Mit Edutainment-Stationen, Fotoausstellungen, beeindruckenden Masken und einem Film wird Besuchern auf dem Rundweg durch den National Park diese Problematik nähergebracht. Demonstrationsplakate und imposante Figuren des Geheimen Gorillabunds zeigen, dass sich auch Einheimische für den Erhalt der Natur und Tiere in ihrem Land einsetzen.

Engagement für den Artenschutz
Hilfe aus Deutschland: Die Organisation „Rettet den Drill e.V.“ setzt sich für den Schutz und Erhalt des Drills in seinem natürlichen Lebensraum ein. Der Erlebnis-Zoo unterstützt bereits seit vielen Jahren die Arbeit des Vereins mit Sach- und Geldspenden:  Die Mitarbeiter der Drill-Ranch wurden mit Tierpflegerkleidung aus dem Zoo ausgestattet, zusätzlich zu den 2.500 € des diesjährigen ZOO-RUNS gehen weitere 15.000 € die Drill-Ranch im Afi Mountain Wildlife Sanctuary, die durch heftige Stürme im Frühjahr stark getroffen und in Teilen verwüstet wurde. „Wir wollen den Menschen hier in Hannover über Afi Mountain erzählen und auf den notwendigen Schutz der Drills aufmerksam machen. Gleichzeitig leisten wir auch vor Ort Hilfe, um diese besondere Affenart zu erhalten“, berichtet Zoo-Geschäftsführer Andreas M. Casdorff über das Engagement des Erlebnis-Zoo.

Masterplan 2025+
Der Drill-Wald und die begehbare Vogelvoliere verbinden das Reich der Schimpansen und den Gorillaberg zu einer neuen Mitte und umfassenden Themenwelt Afi Mountain. Mit der neuen Regenwaldlandschaft, der Feuchtsavanne bei den Schimpansen, der Wüste, der Steppe und Savanne am Sambesi präsentiert der Erlebnis-Zoo die wichtigsten Klimazonen und Lebensräume Afrikas – mitten in Hannover.
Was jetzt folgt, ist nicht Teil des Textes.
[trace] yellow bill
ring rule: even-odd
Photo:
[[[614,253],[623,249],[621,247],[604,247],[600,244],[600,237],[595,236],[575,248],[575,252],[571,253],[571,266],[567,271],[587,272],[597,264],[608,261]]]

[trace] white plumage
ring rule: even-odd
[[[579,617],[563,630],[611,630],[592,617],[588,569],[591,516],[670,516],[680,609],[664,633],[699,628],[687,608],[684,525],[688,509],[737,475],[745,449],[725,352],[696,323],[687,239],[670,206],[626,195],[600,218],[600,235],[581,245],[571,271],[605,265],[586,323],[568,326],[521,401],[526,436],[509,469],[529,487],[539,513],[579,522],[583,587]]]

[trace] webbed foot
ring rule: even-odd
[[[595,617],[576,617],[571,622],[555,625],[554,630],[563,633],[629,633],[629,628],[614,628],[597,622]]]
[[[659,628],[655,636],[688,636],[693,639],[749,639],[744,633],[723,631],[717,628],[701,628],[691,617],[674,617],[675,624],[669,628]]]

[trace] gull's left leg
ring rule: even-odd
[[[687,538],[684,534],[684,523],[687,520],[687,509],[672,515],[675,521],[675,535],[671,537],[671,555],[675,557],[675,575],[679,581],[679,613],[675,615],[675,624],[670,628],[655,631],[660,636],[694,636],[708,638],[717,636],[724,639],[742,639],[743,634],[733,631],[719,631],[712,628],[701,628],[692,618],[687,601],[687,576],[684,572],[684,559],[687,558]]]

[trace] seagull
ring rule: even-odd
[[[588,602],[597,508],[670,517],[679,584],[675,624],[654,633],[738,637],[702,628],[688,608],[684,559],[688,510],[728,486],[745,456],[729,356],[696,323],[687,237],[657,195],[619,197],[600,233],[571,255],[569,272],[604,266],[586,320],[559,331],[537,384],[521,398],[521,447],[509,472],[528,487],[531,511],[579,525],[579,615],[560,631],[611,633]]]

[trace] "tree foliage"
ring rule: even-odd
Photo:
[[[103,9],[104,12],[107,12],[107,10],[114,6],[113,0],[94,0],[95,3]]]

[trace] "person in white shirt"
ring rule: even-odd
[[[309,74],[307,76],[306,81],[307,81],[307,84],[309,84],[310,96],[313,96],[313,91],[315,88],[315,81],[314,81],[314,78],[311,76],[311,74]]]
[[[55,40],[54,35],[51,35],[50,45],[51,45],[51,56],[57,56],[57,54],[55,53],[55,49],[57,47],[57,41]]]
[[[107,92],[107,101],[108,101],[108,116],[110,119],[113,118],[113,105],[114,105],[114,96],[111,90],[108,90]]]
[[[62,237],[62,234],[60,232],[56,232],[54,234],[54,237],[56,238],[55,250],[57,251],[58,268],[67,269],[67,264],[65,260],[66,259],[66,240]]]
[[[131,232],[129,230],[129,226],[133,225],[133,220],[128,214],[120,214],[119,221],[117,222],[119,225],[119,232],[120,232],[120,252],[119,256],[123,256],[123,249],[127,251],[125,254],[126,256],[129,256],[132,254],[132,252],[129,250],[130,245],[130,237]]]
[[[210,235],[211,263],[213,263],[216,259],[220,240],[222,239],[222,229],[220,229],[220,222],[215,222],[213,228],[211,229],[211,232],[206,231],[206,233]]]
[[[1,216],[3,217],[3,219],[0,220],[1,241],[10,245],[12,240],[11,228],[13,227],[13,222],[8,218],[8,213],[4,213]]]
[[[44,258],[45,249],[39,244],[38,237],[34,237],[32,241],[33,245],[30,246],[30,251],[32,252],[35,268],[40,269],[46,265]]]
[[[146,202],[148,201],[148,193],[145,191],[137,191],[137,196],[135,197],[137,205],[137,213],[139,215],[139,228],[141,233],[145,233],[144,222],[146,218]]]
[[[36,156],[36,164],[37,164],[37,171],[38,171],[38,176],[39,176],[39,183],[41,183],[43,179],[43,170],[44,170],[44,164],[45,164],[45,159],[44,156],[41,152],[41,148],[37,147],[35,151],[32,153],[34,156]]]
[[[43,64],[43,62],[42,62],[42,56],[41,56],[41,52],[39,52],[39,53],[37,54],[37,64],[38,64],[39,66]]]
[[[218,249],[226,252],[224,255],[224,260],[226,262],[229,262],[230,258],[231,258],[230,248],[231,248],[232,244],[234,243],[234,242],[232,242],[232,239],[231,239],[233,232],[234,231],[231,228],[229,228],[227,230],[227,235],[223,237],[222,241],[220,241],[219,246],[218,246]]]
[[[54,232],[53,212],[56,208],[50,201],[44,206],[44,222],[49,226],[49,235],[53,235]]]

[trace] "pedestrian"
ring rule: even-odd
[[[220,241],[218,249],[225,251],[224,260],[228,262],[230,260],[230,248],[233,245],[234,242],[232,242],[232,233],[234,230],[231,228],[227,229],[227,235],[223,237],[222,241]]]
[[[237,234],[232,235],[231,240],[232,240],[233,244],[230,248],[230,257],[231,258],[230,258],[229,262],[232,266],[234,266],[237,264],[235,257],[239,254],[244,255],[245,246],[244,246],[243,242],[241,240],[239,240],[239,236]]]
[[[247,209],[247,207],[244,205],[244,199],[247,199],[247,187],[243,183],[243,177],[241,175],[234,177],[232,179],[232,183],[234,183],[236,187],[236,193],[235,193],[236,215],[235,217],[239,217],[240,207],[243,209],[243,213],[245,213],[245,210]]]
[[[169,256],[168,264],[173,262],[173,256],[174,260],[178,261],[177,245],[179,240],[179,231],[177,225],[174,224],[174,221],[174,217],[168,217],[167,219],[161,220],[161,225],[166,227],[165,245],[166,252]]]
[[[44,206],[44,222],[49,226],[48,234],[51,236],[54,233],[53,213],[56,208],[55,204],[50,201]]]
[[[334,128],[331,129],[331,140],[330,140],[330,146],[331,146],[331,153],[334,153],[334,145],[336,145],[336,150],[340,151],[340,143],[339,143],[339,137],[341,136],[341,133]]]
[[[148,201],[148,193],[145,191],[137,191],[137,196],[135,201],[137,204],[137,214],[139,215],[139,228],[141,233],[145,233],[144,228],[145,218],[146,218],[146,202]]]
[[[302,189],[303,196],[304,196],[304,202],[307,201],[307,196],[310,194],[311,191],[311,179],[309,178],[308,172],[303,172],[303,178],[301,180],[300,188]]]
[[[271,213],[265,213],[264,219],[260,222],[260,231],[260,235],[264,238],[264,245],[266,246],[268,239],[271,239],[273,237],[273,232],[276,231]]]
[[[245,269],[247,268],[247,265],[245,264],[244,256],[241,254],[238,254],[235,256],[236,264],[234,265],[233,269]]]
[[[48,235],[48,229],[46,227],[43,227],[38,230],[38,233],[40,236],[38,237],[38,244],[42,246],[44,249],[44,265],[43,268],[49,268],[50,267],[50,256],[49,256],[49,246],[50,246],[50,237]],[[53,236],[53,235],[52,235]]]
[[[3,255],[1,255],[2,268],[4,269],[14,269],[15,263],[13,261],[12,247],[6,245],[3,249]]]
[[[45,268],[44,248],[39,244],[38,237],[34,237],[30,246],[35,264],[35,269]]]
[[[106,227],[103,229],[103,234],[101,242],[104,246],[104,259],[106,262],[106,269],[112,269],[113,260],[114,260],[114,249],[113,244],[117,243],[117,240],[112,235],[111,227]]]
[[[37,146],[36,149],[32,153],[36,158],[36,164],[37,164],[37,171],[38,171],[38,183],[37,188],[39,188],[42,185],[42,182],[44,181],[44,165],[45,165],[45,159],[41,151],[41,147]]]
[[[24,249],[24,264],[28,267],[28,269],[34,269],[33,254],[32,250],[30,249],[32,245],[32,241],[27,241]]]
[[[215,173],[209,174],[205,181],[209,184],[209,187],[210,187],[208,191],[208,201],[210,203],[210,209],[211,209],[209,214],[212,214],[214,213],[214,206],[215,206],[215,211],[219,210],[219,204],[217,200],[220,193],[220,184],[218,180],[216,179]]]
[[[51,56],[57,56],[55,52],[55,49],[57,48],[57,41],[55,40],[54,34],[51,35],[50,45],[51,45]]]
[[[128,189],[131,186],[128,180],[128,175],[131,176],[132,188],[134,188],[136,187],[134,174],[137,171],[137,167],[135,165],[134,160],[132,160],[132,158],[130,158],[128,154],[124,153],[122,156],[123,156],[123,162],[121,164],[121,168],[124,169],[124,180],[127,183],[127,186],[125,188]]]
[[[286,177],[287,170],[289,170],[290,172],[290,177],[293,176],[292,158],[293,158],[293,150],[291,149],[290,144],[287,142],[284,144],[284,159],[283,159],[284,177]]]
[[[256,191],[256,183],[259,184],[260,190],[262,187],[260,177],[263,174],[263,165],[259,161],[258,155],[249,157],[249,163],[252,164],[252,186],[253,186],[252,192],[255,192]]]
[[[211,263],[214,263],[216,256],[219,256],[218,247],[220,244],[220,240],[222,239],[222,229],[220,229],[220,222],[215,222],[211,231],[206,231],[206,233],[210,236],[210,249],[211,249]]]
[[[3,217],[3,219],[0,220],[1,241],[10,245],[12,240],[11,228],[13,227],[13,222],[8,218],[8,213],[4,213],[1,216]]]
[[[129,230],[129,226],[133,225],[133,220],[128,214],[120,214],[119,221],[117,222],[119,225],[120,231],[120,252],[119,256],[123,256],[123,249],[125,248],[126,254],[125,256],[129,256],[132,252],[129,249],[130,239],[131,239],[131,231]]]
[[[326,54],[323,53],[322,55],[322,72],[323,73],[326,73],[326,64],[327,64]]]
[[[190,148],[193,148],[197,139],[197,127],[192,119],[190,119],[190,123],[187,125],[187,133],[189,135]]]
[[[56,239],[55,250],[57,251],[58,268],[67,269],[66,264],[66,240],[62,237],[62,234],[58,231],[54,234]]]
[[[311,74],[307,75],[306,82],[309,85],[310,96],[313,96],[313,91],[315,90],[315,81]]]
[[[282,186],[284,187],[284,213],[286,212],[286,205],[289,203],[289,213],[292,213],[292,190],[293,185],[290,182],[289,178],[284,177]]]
Mit dem Bau von Afi Mountain ist das nächste Projekt des Masterplans 2025+ fertiggestellt. In ihrem neuen Regenwald nennen Drills und Brazza-Meerkatzen nun eine Fläche von 720 m² ihr Reich, die großzügige Afrika-Voliere erstreckt sich auf einer Fläche von 545 m². Insgesamt betrugen die Baukosten für Afi Mountain rund 6 Mio. Euro.

Der Zoo entwickelt sich weiter: Die vorbereitenden Arbeiten am neuen Eingangsgebäude laufen bereits, der Umbau für die Erweiterung der Elefantenbullenanlage wird im Herbst 2017 im Dschungelpalast beginnen.